Je ferme les yeux, désireuse de ne strictement rien lui laisser lire de mes émotions. Sa manière de me considérer est si dégradante, tellement humiliante, mais en même temps, pourquoi est-ce que mon ventre m'envoie des ondes rassurantes ?... Sa main se glisse contre ma nuque et il agrippe mes cheveux qu'il enroule autour de sa paume tout en tirant ma tête en arrière. La douleur me picote, mais c'est loin d'être insupportable, bien au contraire. Je sens mes joues qui ont dû prendre une teinte rouge me brûler, tandis qu'il lâche :

— Regarde-moi Mia.

Je me résigne à ouvrir les yeux, les siens semblent brûlants de désir, ce qui accentue mon trouble. J'ai toujours eu du mal à avoir confiance en moi, en ma féminité et mon apparence, comme si j'étais indigne d'être voulu par qui que ce soit, alors voir ça dans le regard du roi des Enfers me perturbe dangereusement. Il entreprend de faire sauter un à un les boutons de mon chemisier jusqu'à exposer mon soutien-gorge ainsi que mon ventre. Le vêtement glisse de mes épaules pour tomber sur le lit et ma lingerie le suit rapidement. L'air frais de la pièce ainsi que l'obscur trouble qui laboure mon ventre font que mes mamelons sont déjà tendus. Il saisit celui de gauche entre ses doigts et le fait rouler avant de fondre sur celui de droite pour le prendre entre ses lèvres. Il le suçote comme si c'était quelque chose de délicieux, tout en continuant d'agacer l'autre.

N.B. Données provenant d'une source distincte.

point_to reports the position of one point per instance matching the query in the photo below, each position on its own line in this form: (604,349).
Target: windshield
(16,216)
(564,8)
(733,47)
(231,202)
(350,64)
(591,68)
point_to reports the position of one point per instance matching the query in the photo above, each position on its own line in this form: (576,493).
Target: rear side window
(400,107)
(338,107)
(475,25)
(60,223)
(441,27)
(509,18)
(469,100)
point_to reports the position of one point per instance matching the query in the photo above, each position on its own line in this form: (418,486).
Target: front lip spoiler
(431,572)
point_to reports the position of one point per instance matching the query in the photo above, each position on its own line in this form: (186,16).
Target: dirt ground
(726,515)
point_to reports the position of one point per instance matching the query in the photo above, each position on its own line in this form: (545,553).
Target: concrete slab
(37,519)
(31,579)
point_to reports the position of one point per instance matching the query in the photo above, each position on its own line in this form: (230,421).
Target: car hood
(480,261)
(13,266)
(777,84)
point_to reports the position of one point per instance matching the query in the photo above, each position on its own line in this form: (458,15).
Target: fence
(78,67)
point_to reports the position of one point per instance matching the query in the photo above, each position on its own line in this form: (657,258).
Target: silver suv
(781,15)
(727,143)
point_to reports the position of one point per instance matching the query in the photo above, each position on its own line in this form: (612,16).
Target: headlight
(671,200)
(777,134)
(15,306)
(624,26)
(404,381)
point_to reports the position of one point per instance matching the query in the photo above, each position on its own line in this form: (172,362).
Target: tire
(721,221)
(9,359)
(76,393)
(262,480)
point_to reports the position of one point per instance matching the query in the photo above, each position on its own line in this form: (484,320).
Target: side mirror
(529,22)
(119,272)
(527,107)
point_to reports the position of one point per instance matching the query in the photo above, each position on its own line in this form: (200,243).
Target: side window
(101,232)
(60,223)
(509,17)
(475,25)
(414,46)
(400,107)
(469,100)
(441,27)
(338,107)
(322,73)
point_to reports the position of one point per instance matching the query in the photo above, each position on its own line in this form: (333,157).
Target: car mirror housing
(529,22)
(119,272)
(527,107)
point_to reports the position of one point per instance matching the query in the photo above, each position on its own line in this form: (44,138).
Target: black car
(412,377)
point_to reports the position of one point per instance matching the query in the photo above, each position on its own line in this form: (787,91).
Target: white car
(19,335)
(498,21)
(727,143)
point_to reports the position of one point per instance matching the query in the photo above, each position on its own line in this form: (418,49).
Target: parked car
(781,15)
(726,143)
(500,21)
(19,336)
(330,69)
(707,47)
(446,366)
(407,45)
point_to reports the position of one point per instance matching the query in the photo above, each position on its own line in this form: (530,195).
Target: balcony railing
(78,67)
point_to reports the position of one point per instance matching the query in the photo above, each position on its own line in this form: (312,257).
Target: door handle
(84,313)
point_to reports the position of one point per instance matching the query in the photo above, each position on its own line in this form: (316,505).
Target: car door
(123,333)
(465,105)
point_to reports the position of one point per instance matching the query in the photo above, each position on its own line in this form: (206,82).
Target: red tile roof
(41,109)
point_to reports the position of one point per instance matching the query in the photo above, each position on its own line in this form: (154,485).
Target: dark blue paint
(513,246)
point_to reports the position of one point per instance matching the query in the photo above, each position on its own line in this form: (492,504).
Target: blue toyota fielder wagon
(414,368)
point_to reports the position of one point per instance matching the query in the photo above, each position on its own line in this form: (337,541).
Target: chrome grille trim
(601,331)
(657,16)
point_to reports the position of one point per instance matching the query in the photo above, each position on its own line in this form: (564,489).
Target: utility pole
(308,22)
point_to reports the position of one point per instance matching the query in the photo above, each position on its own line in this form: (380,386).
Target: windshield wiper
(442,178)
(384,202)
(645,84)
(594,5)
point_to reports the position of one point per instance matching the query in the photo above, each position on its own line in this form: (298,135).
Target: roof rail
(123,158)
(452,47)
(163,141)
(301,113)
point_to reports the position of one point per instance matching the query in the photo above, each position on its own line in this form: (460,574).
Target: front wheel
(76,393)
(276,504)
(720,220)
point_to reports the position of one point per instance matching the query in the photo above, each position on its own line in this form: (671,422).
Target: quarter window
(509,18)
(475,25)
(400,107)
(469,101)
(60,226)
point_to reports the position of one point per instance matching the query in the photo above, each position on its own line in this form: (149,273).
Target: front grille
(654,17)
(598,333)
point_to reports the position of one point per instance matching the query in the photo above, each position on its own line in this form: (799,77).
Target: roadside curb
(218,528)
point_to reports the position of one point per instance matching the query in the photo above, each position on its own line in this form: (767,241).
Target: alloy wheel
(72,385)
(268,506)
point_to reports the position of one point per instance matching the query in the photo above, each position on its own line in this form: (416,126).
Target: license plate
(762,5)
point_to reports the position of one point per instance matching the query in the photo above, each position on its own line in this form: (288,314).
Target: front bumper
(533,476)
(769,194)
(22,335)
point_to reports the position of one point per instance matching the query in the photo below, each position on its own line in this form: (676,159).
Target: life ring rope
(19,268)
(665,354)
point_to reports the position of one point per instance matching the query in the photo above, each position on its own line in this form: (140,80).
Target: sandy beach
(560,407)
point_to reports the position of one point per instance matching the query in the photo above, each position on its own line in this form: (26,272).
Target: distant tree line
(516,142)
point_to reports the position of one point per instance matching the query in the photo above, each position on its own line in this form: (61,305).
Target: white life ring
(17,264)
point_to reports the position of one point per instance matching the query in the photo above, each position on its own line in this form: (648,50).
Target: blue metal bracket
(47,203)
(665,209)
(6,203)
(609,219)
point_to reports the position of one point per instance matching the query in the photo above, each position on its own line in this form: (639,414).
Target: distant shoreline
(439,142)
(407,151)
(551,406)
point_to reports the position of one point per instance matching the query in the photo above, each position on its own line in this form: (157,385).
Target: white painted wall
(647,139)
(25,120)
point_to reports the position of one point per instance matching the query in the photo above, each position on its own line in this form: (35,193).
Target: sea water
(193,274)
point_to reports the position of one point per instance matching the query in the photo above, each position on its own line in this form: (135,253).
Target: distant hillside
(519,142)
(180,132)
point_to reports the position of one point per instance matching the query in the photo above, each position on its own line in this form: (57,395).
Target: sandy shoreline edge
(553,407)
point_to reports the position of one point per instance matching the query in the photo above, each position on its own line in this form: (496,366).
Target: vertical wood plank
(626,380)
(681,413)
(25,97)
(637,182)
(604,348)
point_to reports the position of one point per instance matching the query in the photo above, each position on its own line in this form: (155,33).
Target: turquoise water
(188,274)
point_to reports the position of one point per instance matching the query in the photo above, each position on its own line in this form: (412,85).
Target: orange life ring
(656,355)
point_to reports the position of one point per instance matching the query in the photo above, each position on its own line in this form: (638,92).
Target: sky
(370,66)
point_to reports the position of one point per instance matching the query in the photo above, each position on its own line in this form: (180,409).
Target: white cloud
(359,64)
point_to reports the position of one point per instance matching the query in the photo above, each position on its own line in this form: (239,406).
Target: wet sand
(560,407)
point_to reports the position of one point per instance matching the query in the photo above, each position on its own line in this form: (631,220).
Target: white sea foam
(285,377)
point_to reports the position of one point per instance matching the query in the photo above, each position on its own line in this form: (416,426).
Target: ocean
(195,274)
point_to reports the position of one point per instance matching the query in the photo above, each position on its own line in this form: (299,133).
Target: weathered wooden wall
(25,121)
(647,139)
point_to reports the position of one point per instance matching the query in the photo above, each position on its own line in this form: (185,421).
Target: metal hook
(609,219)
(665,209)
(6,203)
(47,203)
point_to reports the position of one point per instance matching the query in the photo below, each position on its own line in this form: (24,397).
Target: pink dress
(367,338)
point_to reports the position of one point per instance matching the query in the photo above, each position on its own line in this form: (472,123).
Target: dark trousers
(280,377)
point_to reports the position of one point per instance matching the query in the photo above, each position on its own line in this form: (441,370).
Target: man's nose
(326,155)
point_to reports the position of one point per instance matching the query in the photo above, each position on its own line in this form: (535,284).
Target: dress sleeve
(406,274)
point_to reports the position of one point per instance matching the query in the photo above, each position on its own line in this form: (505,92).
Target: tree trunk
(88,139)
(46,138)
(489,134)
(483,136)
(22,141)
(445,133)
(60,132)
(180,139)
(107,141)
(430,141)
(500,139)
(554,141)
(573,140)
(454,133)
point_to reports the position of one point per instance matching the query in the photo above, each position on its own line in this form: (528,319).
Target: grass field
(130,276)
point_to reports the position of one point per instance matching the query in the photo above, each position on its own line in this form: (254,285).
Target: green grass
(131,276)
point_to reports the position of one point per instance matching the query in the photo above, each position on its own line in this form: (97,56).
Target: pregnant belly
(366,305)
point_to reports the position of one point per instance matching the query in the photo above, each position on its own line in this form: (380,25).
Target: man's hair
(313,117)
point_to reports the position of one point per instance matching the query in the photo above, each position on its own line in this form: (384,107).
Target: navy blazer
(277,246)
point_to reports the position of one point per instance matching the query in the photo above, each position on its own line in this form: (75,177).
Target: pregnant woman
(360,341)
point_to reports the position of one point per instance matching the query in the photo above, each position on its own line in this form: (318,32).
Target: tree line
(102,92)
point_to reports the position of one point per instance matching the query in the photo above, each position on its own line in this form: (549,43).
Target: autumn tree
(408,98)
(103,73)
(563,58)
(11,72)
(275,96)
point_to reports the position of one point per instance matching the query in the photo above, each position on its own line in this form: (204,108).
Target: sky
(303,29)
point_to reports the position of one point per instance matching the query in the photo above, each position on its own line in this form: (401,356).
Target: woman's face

Lorsque sa main glisse vers mon ventre c'est pour me pousser doucement en arrière. Comprenant le message, je me laisse tomber contre le moelleux du matelas, ses lèvres tracent une ligne de baiser jusqu'à mes hanches qui sont encore couvertes par mon jean. Le roi des Enfers entreprend alors de finir de me déshabiller avec application. L'exposition de ma peau nue me fait frissonner, l'expectative de ce qui va se passer ensuite aussi. J'ai peur et hâte à la fois, je ne comprends absolument rien à mes émotions. Et soudainement, je me retrouve à implorer que Dieu me vienne en aide.